# TRUECRYPT not showing the data and folders



## enigmavoice (Feb 18, 2012)

TRUECRYPT not showing the data and folders 
I have windows 7 64 bit, I installed truecrypt, and the after that I create a folder put some data and encrypt it with truecrypt.But after few days stranger things happend,When ever I tried to decrypt the folder it don,t show that data.Also I cann't the file which I have to decrypt.Also another partation name L which have other folders can be seen but there is no data inside my folders.I haven,t encrypt the L partation.I left the partation for a month to fine a solution after a month one day the data appears itself and also the hiden folder to decrypt also appear and finally decrypt with the password.I copy few data and closed the pc.When restart the pc again same old problem occur.I cann,t see the folder to crypt it.Can anyone tell me whts wrong and how to recover my important data back .the partations are all NTFS , but not the and only folders were encrypted. waiting for solution ?


----------



## Eddie.Dean.19 (Dec 15, 2011)

I'm sorry if i don't totally understand but here are some suggestions I can offer..

First off when you say folder do you mean container? 
As far as I know truecrypt can either encrypt a whole disk partition or a special "container" that is mounted to a running system. So in order to see any of your files you would have to open truecrypt, select a drive letter you want it to be mounted as, enter your password then click mount.
You should then be able to open "my computer" and see the new drive letter that you picked. In there will be your data.

If you get this mounted properly and still don't see any of your data then either it's gone and not there or you created a special container that uses two passwords. One for a main container an one for a hidden container. Try a second possible password you may have used during your setup.

If I am way off here in regards to your issue please clarify as much as you can. Also if your data randomly pops up again I suggest copying everything else to another folder and starting all over again.


----------



## enigmavoice (Feb 18, 2012)

Thanks for the reply , Problem is that I have 4 partations M,N,O,P. In M parttation I made afolder of 2 GB and encrypt with truecrypt.but after few days the folder was disappered,In M partation it show 28 GB data used in properties but when I get in folders there is no data.
In N partation it show 3 folder but again inside they r empty
In O partation it shows error and ask to fix error in properties it show RAW fresh type partation
In P it show folder of pics ,when opening folder some pics are visible but some pics cann,t iopen showing that they r deleted or moved.
One day my folder which I encrypted shows I recover all encrypted dat 2gb ,but the other partations which I didn,t touch is giving problem as I told , need help


----------



## DataWorld (Mar 8, 2012)

I have a similar issue. Another party created truecrypt containers and placed data inside. They checked and saw data before sending the drive over. I receive it, and can mount the container, but I see nothing inside. 

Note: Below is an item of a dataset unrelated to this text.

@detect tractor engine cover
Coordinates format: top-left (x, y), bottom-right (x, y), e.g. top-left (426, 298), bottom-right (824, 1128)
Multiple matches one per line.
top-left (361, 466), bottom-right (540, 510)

Looking at the DOS dir /a:s and /a:h settings show me something but its not visible to me on the system. I've tried XP and Win 7 machines to try to reach the data. It is clear that the data is one the drive, its just not accessible to me and the various systems being tried.

Any idea on how to get access to the data within the container? how about what is causing the issue?


----------



## enigmavoice (Feb 18, 2012)

HI
well after trying many time, today I installed XP on other partation ,and I thought why not check the partation with XP operation system , surprasingly all my data that was not encrypted was there and fine.I installed Truecrypt on xp and try to open the excrypted folder and its open the folder, I was able to see video, but some video were decrypted I think 4-5 % but rest were still showing encrypted.So I think that my partation was having error ,and also the operting partation also have some error, due to which win 7 was showing problem.But show all data normal.so from XP I copy all normal data. now to recorver encrypted data I think win 7 should be fix and try that ? u can also try this method and see, any more solution ??


----------



## DataWorld (Mar 8, 2012)

For this situation, it was an issue that we finally corrected by doing blanket clear out of the file settings to remove any hidden or special file characteristics. Only after that was done were we able to view the information correctly. It was very unusual and not the only aberration we noticed. That said, truecrypt has been very beneficial to securely move large volumes of data, and it is has operated fairly clean through out


----------